【報告】国語に思想はあるか? ーイントロダクションー
2010年11月10日から12月17日まで4回にわたり,安田敏朗先生(一橋大学大学院言語社会研究科)の連続セミナー「『国語』に思想はあるか」を開催しました.これから数回に分けて報告します.
第1回(11月10日)イントロダクション
「『国語』に思想はあるか」という挑発的な題をかかげた連続セミナーの初日.安田氏は,イ・ヨンスク『「国語」という思想――近代日本の言語認識』(岩波書店、1996年)を取り上げ,そもそも「思想」と呼ぶべきものが「国語」に内在しているのかと問いかけた.「思想」らしきものがあるとすれば,それはむしろプロパガンダやイデオロギーの類であって,むしろ「制度」として「国語」を捉えるべきではないのか.
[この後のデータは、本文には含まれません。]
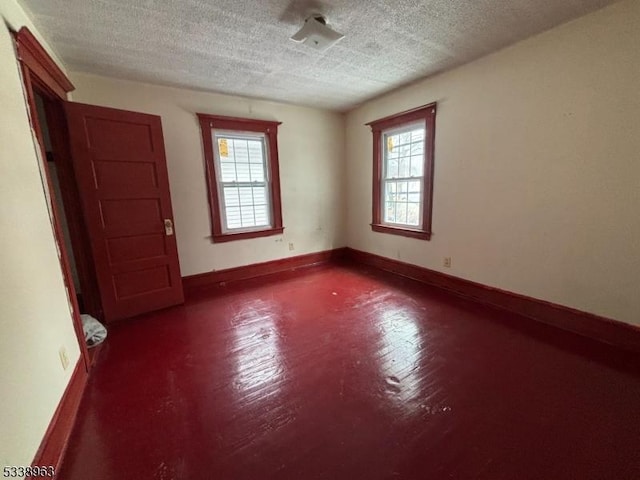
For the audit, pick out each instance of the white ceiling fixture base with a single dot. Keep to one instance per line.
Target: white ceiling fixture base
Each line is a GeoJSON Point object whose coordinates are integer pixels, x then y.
{"type": "Point", "coordinates": [316, 34]}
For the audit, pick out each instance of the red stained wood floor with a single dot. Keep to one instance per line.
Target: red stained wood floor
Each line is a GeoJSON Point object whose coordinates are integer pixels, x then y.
{"type": "Point", "coordinates": [350, 373]}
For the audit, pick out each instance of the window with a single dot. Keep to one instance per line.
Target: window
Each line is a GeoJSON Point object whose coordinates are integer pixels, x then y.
{"type": "Point", "coordinates": [403, 172]}
{"type": "Point", "coordinates": [242, 172]}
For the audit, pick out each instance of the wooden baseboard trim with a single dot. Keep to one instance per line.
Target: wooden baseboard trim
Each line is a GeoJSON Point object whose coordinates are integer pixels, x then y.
{"type": "Point", "coordinates": [603, 329]}
{"type": "Point", "coordinates": [256, 270]}
{"type": "Point", "coordinates": [56, 438]}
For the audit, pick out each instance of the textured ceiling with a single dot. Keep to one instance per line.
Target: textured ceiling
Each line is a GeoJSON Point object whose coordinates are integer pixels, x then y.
{"type": "Point", "coordinates": [242, 46]}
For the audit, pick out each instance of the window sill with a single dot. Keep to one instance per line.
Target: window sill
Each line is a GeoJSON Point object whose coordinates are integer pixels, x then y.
{"type": "Point", "coordinates": [404, 232]}
{"type": "Point", "coordinates": [230, 237]}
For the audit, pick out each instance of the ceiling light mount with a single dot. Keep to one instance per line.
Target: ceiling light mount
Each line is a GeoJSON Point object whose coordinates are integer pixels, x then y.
{"type": "Point", "coordinates": [316, 33]}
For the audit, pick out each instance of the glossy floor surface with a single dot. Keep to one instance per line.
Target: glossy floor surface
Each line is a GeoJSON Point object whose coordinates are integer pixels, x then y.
{"type": "Point", "coordinates": [349, 373]}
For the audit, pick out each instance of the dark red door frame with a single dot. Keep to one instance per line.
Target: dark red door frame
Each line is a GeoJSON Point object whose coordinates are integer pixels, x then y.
{"type": "Point", "coordinates": [40, 73]}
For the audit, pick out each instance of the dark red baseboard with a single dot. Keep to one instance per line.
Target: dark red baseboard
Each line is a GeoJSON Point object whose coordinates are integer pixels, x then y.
{"type": "Point", "coordinates": [260, 269]}
{"type": "Point", "coordinates": [54, 442]}
{"type": "Point", "coordinates": [593, 326]}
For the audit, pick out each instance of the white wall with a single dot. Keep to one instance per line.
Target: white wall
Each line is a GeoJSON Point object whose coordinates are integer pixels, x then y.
{"type": "Point", "coordinates": [35, 320]}
{"type": "Point", "coordinates": [311, 154]}
{"type": "Point", "coordinates": [537, 167]}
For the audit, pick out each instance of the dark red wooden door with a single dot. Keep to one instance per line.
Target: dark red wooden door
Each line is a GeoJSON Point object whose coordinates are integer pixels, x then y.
{"type": "Point", "coordinates": [120, 166]}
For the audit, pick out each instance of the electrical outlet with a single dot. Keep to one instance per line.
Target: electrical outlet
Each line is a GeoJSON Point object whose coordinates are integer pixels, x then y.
{"type": "Point", "coordinates": [64, 358]}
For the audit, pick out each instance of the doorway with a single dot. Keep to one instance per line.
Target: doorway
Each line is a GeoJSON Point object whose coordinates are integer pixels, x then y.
{"type": "Point", "coordinates": [64, 194]}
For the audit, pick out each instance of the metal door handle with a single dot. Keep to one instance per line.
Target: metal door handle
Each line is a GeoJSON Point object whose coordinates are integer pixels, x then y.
{"type": "Point", "coordinates": [168, 227]}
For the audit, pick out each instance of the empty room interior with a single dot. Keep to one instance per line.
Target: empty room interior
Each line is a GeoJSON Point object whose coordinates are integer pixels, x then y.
{"type": "Point", "coordinates": [301, 239]}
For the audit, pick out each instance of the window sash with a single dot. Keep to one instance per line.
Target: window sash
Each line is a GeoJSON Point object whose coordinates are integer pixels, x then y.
{"type": "Point", "coordinates": [266, 183]}
{"type": "Point", "coordinates": [385, 180]}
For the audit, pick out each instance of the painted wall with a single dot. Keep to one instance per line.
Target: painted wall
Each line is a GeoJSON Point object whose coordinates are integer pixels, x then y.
{"type": "Point", "coordinates": [35, 320]}
{"type": "Point", "coordinates": [537, 167]}
{"type": "Point", "coordinates": [311, 152]}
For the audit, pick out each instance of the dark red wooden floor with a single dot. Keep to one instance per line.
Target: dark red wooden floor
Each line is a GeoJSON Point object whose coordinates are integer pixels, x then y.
{"type": "Point", "coordinates": [345, 373]}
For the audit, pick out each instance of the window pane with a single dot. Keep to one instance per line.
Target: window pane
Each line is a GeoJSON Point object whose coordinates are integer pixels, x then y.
{"type": "Point", "coordinates": [415, 187]}
{"type": "Point", "coordinates": [413, 214]}
{"type": "Point", "coordinates": [231, 196]}
{"type": "Point", "coordinates": [255, 151]}
{"type": "Point", "coordinates": [257, 172]}
{"type": "Point", "coordinates": [241, 151]}
{"type": "Point", "coordinates": [392, 168]}
{"type": "Point", "coordinates": [260, 195]}
{"type": "Point", "coordinates": [389, 212]}
{"type": "Point", "coordinates": [233, 217]}
{"type": "Point", "coordinates": [405, 138]}
{"type": "Point", "coordinates": [403, 167]}
{"type": "Point", "coordinates": [401, 213]}
{"type": "Point", "coordinates": [246, 198]}
{"type": "Point", "coordinates": [243, 172]}
{"type": "Point", "coordinates": [417, 148]}
{"type": "Point", "coordinates": [247, 216]}
{"type": "Point", "coordinates": [244, 188]}
{"type": "Point", "coordinates": [262, 216]}
{"type": "Point", "coordinates": [417, 166]}
{"type": "Point", "coordinates": [228, 172]}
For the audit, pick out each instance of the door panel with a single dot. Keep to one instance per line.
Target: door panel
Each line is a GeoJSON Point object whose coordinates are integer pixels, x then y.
{"type": "Point", "coordinates": [119, 162]}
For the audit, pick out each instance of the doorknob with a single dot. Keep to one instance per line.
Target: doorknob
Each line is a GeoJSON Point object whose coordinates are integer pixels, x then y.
{"type": "Point", "coordinates": [168, 227]}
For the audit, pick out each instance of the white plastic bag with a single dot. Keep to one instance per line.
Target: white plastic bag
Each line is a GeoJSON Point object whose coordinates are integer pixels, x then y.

制度としての国語とは,簡単にいえば「統治制度」を言語に適用した見方である.「国語」は政策の対象になりうる以上,制度の一つであり,このように捉えることによって,植民地も含めた,扶植可能な制度としての国語政策という面も見えてくるし,今後の議論に資することができるのではないか.これが安田氏自身の問題意識であり,また連続セミナーに通底するテーマだった.
ただ,2回目以降により一層と問題となるのだが,国語は国民国家の政策により創り上げられた,極めて人為的な構築物でありながら,同時にその過程で新たな「自然さ」「本然さ」,ひいては想像的な局面である「愛」を獲得していくことになる.国語をめぐっては制度と愛が複雑に絡まり合う(不自然な) 様相を見なければならないというのは,斬新な提示だったと思う.
初回の講義はこの後,国語の成立過程を追って,効率化と大衆化,国民国家の時空の均質化(共時的構築)そしてひらがな専用論やローマ字専用論,言文一致(文言一致)といった表記論の問題へと話は続き,「国民国家の時空の歴史化(通時的構築)のためには、国史・国文学史とともに、国語史も整序されねばならない」という要請に応える者として上田万年(1867-1937)が登場する.彼は国家と言語の歴史的関係を示し,国語の自然さを訴える必要性を自覚していた.
国語の自然さを主張するために比較言語学の手法が用いられたのは知識としては知っていた.しかし,このように制度化と愛の絡み合いという文脈で捉える,制度としての国語「化」に貢献する言語学に対して,考えさせられた点が少なくとも2つあった.1つは,主張しようとしている言語学の科学性を自ら崩している点である.これは,国語の歴史性や「自然さ」といったものを主張するために,自ら非科学的な主張を行っているように見えるという点である.これは,あまり説明を要するものではないだろう.もう1つは,比較言語学の「祖語の再建を目指す」という方法自体に含まれる危うさである.資料に基く限り,音韻変化を主たる方法とした祖語の再建は間違ってはいないと思う.しかし,それが(後日,議論のデーマにもなるのだが)時流に乗り,半学者,半政治家の手にかかって危険な効力を発揮してしまった点も見逃してはならないと感じた.